Men’s blood has higher levels than women’s of a key enzyme used by the new coronavirus to infect cells, the results of a big European study showed on Monday — a finding which may help explain why men are more vulnerable to infection with COVID-19.
Angiotensin-converting enzyme 2 (ACE2) is found in the heart, kidneys and other organs. In COVID-19, the respiratory disease caused by the novel coronavirus, it is thought to play a role in how the infection progresses into the lungs.
The study, published in the European Heart Journal, also found that widely-prescribed drugs called ACE inhibitors or angiotensin receptor blockers (ARBs) did not lead to higher ACE2 concentrations and should therefore not increase the COVID-19 risk for people taking them.

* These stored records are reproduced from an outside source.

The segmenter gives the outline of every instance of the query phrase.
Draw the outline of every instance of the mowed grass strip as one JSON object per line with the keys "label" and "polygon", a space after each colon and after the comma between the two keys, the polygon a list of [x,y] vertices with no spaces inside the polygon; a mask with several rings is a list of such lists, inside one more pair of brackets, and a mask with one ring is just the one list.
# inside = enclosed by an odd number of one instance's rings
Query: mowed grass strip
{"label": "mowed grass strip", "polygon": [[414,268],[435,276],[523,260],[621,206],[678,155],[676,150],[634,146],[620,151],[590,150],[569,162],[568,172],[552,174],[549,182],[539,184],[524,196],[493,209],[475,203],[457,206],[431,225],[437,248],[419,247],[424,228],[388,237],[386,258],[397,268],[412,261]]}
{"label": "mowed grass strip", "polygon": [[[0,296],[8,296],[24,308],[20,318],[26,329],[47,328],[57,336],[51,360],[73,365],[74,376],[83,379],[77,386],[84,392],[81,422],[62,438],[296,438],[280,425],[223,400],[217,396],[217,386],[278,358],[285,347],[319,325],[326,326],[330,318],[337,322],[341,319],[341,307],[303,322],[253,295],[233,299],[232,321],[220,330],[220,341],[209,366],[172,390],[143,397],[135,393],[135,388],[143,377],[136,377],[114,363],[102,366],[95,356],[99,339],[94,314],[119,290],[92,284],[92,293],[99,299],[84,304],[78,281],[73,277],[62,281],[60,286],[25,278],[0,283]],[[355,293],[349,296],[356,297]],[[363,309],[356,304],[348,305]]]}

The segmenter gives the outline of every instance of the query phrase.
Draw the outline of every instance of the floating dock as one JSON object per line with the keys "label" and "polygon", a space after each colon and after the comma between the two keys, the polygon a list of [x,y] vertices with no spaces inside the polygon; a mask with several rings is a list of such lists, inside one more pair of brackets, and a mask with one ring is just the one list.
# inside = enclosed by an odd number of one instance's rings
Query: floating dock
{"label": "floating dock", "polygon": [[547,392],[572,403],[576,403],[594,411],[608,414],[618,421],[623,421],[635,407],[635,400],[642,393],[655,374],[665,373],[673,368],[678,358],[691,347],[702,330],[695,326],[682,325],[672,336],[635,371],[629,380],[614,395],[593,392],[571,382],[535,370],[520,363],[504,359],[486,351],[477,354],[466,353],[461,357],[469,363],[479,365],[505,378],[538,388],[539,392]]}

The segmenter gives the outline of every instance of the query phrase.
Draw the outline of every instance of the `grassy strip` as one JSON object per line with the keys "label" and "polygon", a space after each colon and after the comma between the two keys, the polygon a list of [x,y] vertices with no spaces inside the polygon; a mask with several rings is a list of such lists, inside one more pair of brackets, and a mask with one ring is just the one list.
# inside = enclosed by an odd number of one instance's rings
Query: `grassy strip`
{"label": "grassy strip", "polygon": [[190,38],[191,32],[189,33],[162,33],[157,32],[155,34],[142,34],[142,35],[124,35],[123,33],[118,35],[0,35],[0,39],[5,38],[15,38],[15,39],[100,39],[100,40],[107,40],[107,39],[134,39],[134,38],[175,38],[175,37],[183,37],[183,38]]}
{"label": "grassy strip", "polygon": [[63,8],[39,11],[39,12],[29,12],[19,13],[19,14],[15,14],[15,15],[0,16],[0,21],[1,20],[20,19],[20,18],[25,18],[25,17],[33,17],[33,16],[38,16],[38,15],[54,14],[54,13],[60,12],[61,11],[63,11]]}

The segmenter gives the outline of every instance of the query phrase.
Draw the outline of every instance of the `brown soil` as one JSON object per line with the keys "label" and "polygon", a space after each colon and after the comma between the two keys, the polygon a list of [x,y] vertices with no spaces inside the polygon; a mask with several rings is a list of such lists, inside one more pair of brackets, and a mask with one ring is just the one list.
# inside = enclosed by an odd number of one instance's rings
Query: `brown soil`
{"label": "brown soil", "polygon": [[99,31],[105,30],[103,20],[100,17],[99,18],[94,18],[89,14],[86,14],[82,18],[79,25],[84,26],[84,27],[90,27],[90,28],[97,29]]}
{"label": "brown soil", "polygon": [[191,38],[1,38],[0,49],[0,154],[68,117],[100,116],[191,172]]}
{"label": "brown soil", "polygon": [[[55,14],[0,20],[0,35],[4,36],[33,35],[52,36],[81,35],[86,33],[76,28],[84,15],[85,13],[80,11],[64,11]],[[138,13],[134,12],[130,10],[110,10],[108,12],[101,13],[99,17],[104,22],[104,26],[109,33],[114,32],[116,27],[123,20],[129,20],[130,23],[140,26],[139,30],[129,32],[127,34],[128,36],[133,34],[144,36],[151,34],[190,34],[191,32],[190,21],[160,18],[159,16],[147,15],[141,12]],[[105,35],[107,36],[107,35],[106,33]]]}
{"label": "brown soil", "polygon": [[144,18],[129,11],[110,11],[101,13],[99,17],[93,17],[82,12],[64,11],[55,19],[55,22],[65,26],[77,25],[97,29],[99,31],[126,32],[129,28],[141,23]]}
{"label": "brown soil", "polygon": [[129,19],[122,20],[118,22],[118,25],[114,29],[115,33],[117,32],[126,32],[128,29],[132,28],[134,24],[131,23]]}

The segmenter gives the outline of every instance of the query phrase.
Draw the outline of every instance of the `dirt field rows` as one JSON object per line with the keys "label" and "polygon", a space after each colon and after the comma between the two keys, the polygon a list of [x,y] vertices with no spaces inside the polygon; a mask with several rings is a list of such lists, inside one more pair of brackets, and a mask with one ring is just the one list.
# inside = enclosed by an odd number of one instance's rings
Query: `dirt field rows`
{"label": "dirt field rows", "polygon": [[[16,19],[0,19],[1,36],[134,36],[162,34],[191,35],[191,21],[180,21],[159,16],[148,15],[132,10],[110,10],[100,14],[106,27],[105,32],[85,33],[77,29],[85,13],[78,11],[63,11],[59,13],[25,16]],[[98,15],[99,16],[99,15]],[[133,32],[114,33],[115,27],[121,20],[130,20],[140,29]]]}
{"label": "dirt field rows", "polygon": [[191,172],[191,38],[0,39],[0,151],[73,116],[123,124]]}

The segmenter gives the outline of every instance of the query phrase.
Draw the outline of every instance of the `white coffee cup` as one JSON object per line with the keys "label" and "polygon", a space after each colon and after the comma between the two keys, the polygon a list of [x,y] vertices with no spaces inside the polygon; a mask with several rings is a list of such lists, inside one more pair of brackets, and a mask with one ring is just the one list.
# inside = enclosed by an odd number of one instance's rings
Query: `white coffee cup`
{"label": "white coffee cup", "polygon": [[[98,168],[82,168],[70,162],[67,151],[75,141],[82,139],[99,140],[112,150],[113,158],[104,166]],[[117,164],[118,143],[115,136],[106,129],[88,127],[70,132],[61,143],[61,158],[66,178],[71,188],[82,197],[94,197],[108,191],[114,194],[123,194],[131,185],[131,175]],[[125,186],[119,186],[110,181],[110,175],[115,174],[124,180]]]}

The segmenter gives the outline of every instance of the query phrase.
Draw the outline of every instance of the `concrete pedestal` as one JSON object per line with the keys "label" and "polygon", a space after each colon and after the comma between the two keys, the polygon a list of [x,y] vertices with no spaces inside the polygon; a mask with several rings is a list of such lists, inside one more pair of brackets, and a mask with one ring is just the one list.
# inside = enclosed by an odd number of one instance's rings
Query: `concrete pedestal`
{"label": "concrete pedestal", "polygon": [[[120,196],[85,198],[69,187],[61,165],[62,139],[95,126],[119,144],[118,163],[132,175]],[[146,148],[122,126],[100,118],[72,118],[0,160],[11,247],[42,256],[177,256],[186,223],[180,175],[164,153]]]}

ACE inhibitors and ARBs are widely prescribed to patients with congestive heart failure, diabetes or kidney disease. The drugs account for billions of dollars in prescription sales worldwide.
“Our findings do not support the discontinuation of these drugs in COVID-19 patients,” said Adriaan Voors, a professor of cardiology at the University Medical Center (UMC) Groningen in The Netherlands, who co-led the study.
The COVID-19 pandemic has infected more than 4 million people worldwide and killed almost 277,000, according to a tally. Death and infection tolls point to men being more likely than women to contract the disease and to suffer severe or critical complications if they do.